Rigid Multi-Motion Optical Flow Estimation
thesisposted on 06.08.2018 by Tomas Gerlich
In order to distinguish essays and pre-prints from academic theses, we have a separate category. These are often much longer text based documents than a paper.
Optical flow is a fundamental problem in computer vision. Given a pair of image frames from a video source, the objective is to estimate the movement, or translation of pixels in the second image with respect to the first image. Various scene understanding applications rely on accurate optical flow estimation which is often built into early stages of their computation pipelines. Our primary focus is on enabling traffic monitoring applications where optical flow can be used to track vehicles in traffic imagery capturing urban roads or highways. Optical flow has been studied extensively in the past, however estimating flow fields in realistic scenes containing large distance motion along with textureless regions, specular reflections or shadows, remains a challenging problem.

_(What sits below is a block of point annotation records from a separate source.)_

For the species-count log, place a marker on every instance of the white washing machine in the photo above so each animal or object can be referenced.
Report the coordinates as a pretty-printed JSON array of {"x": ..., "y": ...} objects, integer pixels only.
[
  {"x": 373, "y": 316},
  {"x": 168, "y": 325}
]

Because optical flow is an under-constrained problem, the large number of methods often differ in at least two respects: the specification of the smoothness constraint in the solution and the associated minimization procedure to reach a near global optimum. In this dissertation, we approach the optical flow problem by leveraging prior knowledge of the types of motions expected to be observed in traffic imagery. In particular, vehicles follow rigid motion with a small inter-frame rotation component. We take advantage of projective geometry constraints, where an estimate of the epipolar geometry of each motion allows us to reduce the search space for pixel correspondences from a 2D plane to a 1D line. We present a novel optical flow algorithm and show that embedding epipolar constraints within the flow estimation procedure yields significantly more accurate optical flow estimates compared to state-of-the-art general purpose algorithms. We evaluate the algorithm on our novel benchmark dataset with precise ground truth and on imagery from real traffic cameras.